I wondered if Jesse were lying in a hospital somewhere. My mind flashed to a morgue, but I brought it back under control. Panic wouldn't help anyone. I was doing the best that I could.

I picked up the lone book and sat on the bed. The cover was not prepossessing, being a line drawing of a Wisconsin-style barn, but I opened it anyway and started reading. I closed it before I'd read more than the first sentence. I couldn't bear sitting here alone, doing nothing.

I left the room. It was colder than it had been, and all I had was my T-shirt, so I ran to number one. I had the key in the pocket of my jeans, but when I tried the door, it opened.

Adam lay on top of the bed on his side, his muzzle wrapped with a businesslike strap. Samuel was bent over him wearing a pair of jeans, plastic gloves, and nothing else. It was a measure of my concern for Adam that my eyes didn't linger. Charles, leaning against the wall, glanced at me but said nothing.

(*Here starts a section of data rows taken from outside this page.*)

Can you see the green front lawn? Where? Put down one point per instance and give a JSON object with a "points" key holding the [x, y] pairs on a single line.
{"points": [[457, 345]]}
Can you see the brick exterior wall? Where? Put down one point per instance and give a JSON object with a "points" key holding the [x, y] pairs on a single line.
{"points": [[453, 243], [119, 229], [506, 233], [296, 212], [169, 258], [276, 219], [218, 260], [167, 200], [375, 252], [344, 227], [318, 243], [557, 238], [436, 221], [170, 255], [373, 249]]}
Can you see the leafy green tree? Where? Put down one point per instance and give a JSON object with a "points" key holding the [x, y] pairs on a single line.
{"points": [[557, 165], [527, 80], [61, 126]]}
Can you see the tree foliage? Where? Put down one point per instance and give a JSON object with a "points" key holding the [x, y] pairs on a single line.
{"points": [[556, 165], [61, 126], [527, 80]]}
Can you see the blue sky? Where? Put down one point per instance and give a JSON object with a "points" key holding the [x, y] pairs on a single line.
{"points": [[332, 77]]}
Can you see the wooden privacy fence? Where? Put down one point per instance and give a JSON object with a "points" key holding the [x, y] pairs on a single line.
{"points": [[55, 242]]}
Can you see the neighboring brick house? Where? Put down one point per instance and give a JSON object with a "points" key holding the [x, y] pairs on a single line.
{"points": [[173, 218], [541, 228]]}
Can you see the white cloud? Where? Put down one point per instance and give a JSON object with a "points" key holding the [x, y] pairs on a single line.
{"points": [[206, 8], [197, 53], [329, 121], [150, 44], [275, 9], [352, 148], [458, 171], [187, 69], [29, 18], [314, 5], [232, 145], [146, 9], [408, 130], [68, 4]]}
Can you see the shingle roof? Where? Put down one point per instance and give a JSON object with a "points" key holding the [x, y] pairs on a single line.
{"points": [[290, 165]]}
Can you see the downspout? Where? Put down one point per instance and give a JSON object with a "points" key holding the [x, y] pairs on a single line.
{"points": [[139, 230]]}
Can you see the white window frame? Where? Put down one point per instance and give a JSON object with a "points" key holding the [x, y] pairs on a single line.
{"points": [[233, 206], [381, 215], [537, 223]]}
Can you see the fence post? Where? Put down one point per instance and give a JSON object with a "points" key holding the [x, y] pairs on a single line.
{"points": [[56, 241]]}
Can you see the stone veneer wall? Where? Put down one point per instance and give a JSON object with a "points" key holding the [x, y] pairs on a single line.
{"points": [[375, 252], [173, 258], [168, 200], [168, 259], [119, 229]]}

"Shut the door," Samuel snapped, without looking up. "Damn it, Mercy, you should have set the break before you threw him in the car and drove all day-you of all people know how fast we heal. I'll have to rebreak his leg."

Samuel had never yelled at me before. He was the least volatile male werewolf I'd ever met.

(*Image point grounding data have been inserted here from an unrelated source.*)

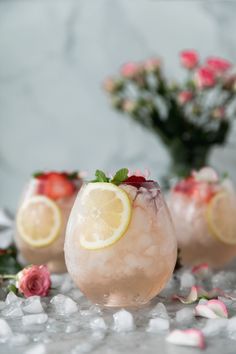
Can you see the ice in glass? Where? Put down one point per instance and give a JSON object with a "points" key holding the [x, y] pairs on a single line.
{"points": [[203, 208], [42, 217], [120, 246]]}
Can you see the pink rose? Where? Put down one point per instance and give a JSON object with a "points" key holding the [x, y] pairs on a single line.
{"points": [[130, 70], [189, 59], [218, 65], [185, 97], [218, 113], [152, 64], [205, 77], [129, 106], [34, 280]]}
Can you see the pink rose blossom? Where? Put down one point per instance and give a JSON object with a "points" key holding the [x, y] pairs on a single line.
{"points": [[129, 106], [218, 113], [189, 59], [185, 97], [205, 77], [130, 70], [34, 280], [152, 64], [218, 65]]}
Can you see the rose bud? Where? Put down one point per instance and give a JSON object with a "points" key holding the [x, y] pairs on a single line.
{"points": [[129, 106], [189, 59], [152, 65], [218, 113], [218, 65], [205, 78], [34, 280], [185, 97]]}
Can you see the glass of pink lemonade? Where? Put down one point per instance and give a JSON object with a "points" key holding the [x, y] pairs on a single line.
{"points": [[120, 246], [42, 217], [203, 209]]}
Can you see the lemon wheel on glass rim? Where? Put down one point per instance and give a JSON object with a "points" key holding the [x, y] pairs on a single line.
{"points": [[39, 221], [105, 215], [221, 218]]}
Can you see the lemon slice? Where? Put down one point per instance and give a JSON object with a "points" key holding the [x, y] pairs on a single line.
{"points": [[39, 221], [105, 215], [221, 217]]}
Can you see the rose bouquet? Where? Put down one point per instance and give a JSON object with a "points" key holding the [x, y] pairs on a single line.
{"points": [[190, 116]]}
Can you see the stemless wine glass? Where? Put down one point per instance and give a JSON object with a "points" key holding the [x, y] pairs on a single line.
{"points": [[203, 208], [42, 217], [120, 246]]}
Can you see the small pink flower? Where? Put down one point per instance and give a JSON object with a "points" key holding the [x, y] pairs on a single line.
{"points": [[189, 59], [130, 70], [218, 65], [152, 64], [205, 77], [185, 97], [218, 113], [34, 280], [129, 106]]}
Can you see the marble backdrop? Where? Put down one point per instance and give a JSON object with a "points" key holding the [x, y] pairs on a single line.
{"points": [[54, 55]]}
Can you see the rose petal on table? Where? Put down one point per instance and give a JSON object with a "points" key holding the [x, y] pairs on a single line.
{"points": [[189, 337], [190, 298], [218, 307], [212, 309]]}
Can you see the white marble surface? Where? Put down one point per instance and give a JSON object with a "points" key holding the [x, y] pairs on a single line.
{"points": [[54, 55]]}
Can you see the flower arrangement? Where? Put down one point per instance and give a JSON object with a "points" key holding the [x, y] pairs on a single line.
{"points": [[190, 116]]}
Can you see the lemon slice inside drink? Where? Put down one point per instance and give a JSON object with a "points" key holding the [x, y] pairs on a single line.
{"points": [[221, 217], [105, 215], [39, 221]]}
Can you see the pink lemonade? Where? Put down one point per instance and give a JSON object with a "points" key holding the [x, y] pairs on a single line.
{"points": [[42, 218], [133, 266], [203, 209]]}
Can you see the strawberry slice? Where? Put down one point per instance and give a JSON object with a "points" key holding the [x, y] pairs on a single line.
{"points": [[56, 186]]}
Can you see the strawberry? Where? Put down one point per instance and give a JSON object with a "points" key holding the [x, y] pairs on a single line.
{"points": [[56, 185], [135, 181]]}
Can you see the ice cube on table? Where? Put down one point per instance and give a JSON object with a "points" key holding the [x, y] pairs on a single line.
{"points": [[187, 280], [158, 325], [98, 323], [33, 305], [12, 310], [29, 320], [159, 311], [11, 297], [123, 321], [185, 316], [36, 349], [214, 327], [64, 305], [18, 339], [5, 330]]}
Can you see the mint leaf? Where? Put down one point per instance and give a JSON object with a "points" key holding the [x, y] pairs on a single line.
{"points": [[120, 176], [101, 177]]}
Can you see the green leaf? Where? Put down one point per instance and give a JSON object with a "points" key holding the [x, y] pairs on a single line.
{"points": [[100, 177], [8, 262], [120, 176]]}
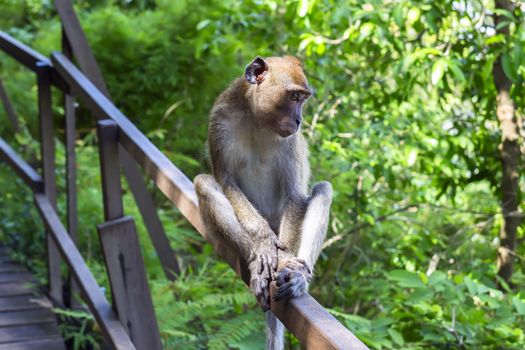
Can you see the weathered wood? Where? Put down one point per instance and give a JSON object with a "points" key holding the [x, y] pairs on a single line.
{"points": [[17, 277], [149, 215], [79, 44], [17, 333], [20, 52], [13, 289], [28, 57], [9, 110], [71, 175], [12, 268], [47, 151], [50, 343], [26, 317], [22, 302], [24, 170], [319, 329], [121, 247], [88, 64], [111, 327], [109, 166], [128, 280], [180, 190]]}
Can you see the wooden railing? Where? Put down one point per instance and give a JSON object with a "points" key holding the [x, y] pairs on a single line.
{"points": [[129, 321]]}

"I don't know how to set bones," I said, wrapping my arms around myself. But he was right. I knew werewolves heal incredibly fast-I just hadn't thought about what that meant as far as broken bones were concerned. I hadn't even known his leg was broken. I'd been stupid. I should have just called Darryl.

"How much training does it take to set a leg?" Samuel continued with barely a pause. "All you have to do is pull it straight." His hands were gentle as they stretched out Adam's leg. "He'd have had someone with medic training in his pack. You could have called for help if you didn't have the guts for it yourself." Then to Adam he said, "Brace yourself." From my position by the door, I couldn't see what he did, but I heard a bone snap, and Adam jerked and made a noise I never want to hear again.

"I was worried that someone from his pack was involved in the attack," I whispered. "Adam was unconscious. I couldn't ask him. And they don't have anyone strong enough to control Adam's wolf."

Samuel glanced back at me, then swore. "If all you can do is snivel, then get the hell out of here."

Despite his condition, Adam growled, swiveling his head to look at Samuel.

"I'm sorry," I said, and left, closing the door tightly behind me.

I'd spent twenty minutes staring at the first page of the mystery when someone knocked on the door. My nose told me it was Samuel, so I didn't answer right away.

"Mercy?" His voice was soft, just as I remembered it, with just a touch of Celt.

If I left early in the morning, I could get a head start on looking for Jesse, I thought, staring at the door. Someone else could take Adam back when he was ready to travel. If I left early enough, I could avoid talking to Samuel altogether.

"Mercy. I know you're listening to me."

I stared at the door, but didn't say anything. I didn't want to talk to him. He'd been right. I had been useless-subjecting Adam to a six-hour drive because of a chance remark of Darryl's, a remark that I was beginning to think meant nothing. Of course, as I'd told Samuel earlier, the pack would have had to bring Adam to Montana or at least send for a dominant until Adam could control himself-but they would have set his broken leg immediately. Darryl and the pack could be out looking for Jesse with Adam safely on the road to recovery if I hadn't been so stupid.

In my own world of engines and CV joints, I'd grown used to being competent. If Adam had been a car, I'd have known what to do. But in Aspen Creek, I'd always been not quite good enough-some things, it seemed, hadn't changed.

"Mercy, look, I'm sorry. If you didn't know first aid, and you couldn't trust his pack, there's nothing else you could have done."

His voice was soft and sweet as molasses; but my mother once told me that you had to trust that the first thing out of a person's mouth was truth. After they have a chance to think about it, they'll change what they say to be more socially acceptable, something they think you'll be happier with, something that will get the results they want. I knew what he wanted, what he had always wanted from me, even if-while he had been working on Adam's injuries-Samuel, himself, had forgotten.